8. Explainable Artifical Intelligence (XAI):#

In this chapter, the learning objectives are:

  1. Understand the importance of XAI

  2. Distinguish local explanations methods from global ones

  3. Distinguish model-agnostic explanation methods from model-specific ones

  4. Know how to implement permutation feature importance and partial depedence plots

  5. Have a basic understanding on explanation methods for neural networks

The Exercises will help you to learn:

  1. How to generate PDPs and calculate permutation feature importance for ML models trained on tabular data.

  2. Have a basic understanding on a [SHAP], a popular package containing many useful ML explanation tools.

  3. Understand how the values shown in SHAP figures are linked to PDPs.

  4. Learn how to use the beautiful figures available in [SHAP].

  5. Apply [SHAP] explainers on an image dataset.

This week’s exercises:

  1. This exercise adapts the tutorial codes in the scikit-learn library and SHAP library, and apply these methods to some datasets we have already seen in previous exercises.

If you are struggling with some of the exercises, do not hesitate to:

  • Use a direct Internet search, or stackoverflow

  • Ask your neighbor(s), the teacher, or the TA for help

  • Debug your program, e.g. by following this tutorial

  • Use assertions, e.g. by following this tutorial

Way to go with the flow 😎🌧🌧🏄🌧🌧

If you’re done early, consider:

  • Giving feedback on how to improve this notebook (typos, hints, exercises that may be improved/removed/added, etc.) by messaging the teacher and TA(s) on Moodle

  • Working on your final project for this course.

Final Project The final project’s goal is to answer a well-defined scientific question by applying one of the ML algorithms introduced in class on an environmental dataset of your choice (e.g., related to your Masters thesis or your PhD research).

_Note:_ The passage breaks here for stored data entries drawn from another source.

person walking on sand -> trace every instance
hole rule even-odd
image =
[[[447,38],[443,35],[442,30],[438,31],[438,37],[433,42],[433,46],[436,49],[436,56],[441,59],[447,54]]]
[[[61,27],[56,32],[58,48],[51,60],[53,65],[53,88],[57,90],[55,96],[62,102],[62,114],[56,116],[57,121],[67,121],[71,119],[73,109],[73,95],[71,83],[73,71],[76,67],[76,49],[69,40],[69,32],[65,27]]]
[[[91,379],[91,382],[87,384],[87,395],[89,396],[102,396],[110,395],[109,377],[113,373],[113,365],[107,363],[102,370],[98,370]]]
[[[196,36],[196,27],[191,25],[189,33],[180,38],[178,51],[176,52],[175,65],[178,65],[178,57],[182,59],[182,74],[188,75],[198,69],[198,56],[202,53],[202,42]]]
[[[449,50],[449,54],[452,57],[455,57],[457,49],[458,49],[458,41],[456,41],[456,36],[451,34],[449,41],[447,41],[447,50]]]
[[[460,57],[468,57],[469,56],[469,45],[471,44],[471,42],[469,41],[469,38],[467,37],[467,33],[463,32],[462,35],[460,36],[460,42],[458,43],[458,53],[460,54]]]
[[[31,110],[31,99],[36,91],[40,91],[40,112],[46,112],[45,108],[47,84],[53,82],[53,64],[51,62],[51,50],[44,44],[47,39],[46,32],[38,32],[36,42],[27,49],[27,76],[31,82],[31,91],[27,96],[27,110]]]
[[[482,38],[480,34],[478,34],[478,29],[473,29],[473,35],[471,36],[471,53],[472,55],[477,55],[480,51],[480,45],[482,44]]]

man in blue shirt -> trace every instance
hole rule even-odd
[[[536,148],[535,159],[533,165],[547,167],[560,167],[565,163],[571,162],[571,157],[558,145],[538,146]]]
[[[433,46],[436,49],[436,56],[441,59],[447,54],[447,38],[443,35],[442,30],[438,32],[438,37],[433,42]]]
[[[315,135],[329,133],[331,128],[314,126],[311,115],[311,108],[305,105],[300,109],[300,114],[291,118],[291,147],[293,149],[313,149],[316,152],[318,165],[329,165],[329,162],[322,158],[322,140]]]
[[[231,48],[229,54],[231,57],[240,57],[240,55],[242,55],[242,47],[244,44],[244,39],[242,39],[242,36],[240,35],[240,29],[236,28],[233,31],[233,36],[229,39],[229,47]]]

  • Now that you found a large environmental dataset linked to a scientific question you are passionate about, which machine learning algorithm can you use to address it? Is it a classification, a regression, or a data exploration project?

  • How could you format the dataset to facilitate its manipulation in Python?

  • If you’re still hunting for a dataset of interest, consider browsing the list of benchmark datasets maintained by Pangeo and Kaggle.